Explaining Life, Relationships, And a Lack of Sanity

Posts tagged ‘emotional’

Imminent Emotion

 

The smile I have on my face right now…..

I’m not sure, it’s like I’m trying to find the emotion that fits this. It’s not love.

Because to say “love” this early would be quite stupid

Content?

Relaxation?

Acceptance?

….. Gas from a good burger?

I’ve never felt comfortable naked in front of anyone.

Hearing the words “You’re beautiful”, all while waiting for the other shoe to drop

That’s what I was used to…

“You’re perfect the way you are”….

….. “But make sure you get healthy”.

I will not fulfill America’s current standard of beauty

I’m not trying to

I’m trying to hold on to MY beautiful

Yesterday I received a look of not simple lust

But appreciation.

This man took hold of the extra curves I have above my hips

Absorbed every inch of my being through his gaze

….And told me that any woman who looks like me shouldn’t be scared of her own reflection just because she doesn’t fit the basic model of beauty.

Because that is exactly what it is:

Basic

Drawn within the lines of a coloring book with no space for imagination.

I am simply amazed

Why?

Because there are so many people out there who are afraid to acknowledge there is more than one acceptable body type…

He is not one of them

Between accepting not only my physical form

My near obsessive love for books

My un-ladylike way of screaming at the TV while playing Call of Duty

My crude sarcasm

….. And my fear of being accepted/being worthless

He reminded me that anything can change within the span of a single heartbeat

He showed me that not every relationship, you have to BE with someone

People have lost the definition of “relationship”

Now it is time for us to find it.

A friend is a form of relationship .

Beautiful and no less important or intimate than that of a couple.

Whomever my future husband may be….

There will be some serious jealousy towards him

Because I have deemed him as a new permanent

I calling the emotion: New.

Emotions are imminent when you meet someone you know will change your life

Being A Princess

Deferred gratification… How long are you supposed to wait

 

I am 21 years old…. and I want to be a princess.
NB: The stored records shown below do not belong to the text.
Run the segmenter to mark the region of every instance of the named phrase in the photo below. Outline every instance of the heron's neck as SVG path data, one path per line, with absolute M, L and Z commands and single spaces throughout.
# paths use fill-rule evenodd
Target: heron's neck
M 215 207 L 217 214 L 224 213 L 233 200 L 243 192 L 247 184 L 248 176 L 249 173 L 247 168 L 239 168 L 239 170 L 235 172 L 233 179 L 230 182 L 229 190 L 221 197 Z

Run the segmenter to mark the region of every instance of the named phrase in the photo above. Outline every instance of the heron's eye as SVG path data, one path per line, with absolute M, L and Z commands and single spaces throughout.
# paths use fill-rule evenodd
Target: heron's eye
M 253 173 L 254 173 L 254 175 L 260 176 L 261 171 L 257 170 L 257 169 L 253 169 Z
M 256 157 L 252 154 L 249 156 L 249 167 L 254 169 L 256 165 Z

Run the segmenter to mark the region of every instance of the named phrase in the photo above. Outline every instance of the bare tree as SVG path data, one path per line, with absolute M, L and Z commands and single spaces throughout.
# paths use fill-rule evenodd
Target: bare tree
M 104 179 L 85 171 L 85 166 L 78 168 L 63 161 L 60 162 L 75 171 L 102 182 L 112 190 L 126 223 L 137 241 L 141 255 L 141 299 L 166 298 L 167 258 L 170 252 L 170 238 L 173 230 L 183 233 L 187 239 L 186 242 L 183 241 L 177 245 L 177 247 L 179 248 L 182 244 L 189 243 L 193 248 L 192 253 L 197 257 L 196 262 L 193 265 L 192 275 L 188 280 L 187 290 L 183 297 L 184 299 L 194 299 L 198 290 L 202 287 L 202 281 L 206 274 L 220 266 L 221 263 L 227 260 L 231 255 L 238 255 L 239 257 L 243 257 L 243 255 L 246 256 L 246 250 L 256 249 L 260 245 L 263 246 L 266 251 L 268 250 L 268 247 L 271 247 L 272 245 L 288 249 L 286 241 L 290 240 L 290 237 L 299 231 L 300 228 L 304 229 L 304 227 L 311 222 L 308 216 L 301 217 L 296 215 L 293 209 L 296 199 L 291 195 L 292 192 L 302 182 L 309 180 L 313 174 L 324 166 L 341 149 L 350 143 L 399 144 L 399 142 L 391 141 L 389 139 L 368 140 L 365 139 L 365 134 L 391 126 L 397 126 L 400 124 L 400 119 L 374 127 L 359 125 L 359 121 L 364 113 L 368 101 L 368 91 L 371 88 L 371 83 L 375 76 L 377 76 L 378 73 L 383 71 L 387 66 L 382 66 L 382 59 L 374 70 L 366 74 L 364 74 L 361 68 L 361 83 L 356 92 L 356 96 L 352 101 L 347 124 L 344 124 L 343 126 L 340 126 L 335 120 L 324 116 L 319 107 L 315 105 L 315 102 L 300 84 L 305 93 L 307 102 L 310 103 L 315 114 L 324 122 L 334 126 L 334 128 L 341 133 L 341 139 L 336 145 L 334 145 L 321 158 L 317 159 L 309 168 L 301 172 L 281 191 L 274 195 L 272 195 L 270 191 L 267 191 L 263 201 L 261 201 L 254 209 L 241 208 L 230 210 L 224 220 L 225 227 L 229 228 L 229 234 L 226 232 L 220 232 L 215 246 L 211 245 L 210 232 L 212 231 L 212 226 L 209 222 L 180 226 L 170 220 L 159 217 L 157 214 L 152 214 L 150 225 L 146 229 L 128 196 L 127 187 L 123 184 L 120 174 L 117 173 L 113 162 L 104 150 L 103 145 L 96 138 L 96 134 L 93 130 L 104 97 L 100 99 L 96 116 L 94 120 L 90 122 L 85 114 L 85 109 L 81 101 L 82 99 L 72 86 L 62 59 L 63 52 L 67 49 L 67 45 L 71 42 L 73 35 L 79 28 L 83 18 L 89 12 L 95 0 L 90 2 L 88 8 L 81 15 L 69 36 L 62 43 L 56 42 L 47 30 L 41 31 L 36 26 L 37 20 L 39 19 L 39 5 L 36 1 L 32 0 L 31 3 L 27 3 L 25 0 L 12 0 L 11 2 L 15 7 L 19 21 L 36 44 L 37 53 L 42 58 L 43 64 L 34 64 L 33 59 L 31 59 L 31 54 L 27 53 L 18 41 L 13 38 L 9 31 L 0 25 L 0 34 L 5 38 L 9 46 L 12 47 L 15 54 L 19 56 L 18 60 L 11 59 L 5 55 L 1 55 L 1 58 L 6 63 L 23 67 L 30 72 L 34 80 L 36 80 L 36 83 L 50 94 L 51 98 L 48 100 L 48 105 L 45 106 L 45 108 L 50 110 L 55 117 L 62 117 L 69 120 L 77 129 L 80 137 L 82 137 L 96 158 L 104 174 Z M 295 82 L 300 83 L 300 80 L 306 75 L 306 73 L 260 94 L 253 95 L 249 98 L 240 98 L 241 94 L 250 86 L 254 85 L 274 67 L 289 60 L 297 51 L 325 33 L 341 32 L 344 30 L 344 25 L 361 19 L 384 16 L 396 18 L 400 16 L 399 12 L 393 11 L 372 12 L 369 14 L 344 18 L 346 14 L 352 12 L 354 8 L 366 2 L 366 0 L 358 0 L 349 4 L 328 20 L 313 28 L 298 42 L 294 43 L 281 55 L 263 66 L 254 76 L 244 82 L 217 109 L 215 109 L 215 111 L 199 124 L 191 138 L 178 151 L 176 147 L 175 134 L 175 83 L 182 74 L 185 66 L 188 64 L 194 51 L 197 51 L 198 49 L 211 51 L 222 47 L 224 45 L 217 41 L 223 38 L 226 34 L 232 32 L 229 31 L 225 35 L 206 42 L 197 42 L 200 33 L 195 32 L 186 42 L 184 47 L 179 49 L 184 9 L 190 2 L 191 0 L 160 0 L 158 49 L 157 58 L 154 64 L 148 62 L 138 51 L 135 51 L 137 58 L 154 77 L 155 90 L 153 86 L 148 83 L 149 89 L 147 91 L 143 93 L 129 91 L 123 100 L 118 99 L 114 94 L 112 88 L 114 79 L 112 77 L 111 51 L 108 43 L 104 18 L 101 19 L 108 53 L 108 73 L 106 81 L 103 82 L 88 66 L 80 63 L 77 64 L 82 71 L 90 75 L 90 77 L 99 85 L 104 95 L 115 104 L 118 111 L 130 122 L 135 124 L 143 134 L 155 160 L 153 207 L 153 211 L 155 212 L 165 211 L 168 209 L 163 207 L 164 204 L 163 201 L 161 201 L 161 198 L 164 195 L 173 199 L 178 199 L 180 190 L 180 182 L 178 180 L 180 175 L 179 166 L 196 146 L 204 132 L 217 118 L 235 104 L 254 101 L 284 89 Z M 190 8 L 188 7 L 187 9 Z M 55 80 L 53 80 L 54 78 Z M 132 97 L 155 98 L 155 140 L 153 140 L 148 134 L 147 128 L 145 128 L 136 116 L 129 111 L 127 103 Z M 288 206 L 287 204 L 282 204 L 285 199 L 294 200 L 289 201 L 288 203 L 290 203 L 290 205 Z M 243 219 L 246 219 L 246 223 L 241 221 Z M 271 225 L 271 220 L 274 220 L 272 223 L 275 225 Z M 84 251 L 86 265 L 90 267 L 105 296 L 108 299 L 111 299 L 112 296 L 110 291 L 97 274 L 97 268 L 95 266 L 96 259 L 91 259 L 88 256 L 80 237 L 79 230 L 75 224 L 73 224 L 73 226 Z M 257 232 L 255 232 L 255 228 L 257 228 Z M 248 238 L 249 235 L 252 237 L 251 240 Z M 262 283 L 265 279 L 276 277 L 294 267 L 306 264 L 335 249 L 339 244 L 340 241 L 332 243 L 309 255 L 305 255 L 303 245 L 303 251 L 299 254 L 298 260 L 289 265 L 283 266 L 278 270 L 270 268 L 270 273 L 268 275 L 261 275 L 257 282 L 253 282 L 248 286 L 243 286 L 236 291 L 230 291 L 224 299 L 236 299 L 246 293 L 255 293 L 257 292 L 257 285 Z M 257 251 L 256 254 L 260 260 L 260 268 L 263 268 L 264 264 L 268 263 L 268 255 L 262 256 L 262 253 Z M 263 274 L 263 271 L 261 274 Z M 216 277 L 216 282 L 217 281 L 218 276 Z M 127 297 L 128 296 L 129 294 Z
That is my Christmas wish. And I’m not talking about those frilly cry all over the place princesses with the pointy hats who can’t tie their own shoes if they were asked. I am talking about a woman who is fully on her way to becoming someone who can responsibly and logically lead a country. A woman in which people acknowledge the power she exhumes with calm rather than just focusing on the fact that she is just a woman doing it. But do you know what many princesses are portrayed with? People who love her. And I don’t mean “people” as in the general public. I mean friends and family.

And of course…. a man who is completely and utterly in love with her.

I am not saying I want to become some lazy woman who simply wants to be barefoot and pregnant in my kitchen. I still have dreams. Aspirations. A plan to maybe join some form of law enforcement or (if I somehow lose my mind) go to law school.

But let me say I am not a robot. Some may act as such, but we are not meant to be robots. We are human beings. And as much as too many people don’t want to admit, we need to hear that someone cares about us. To do something stupid and make us smile for the little things in life before we become too panicked from the big messes we make every day.

So let me just say….I want to be a princess. I want to be spoiled and hear someone say they love me and mean it. Let it be shown through many moments. I want to know that even though I work hard for myself, I don’t HAVE to do it alone. I work too hard. Being a full time student and working three jobs is not a life. It feels like a sentence to me. I know it will eventually get better. But for a little bit, can I at least feel like a princess while I do all of this?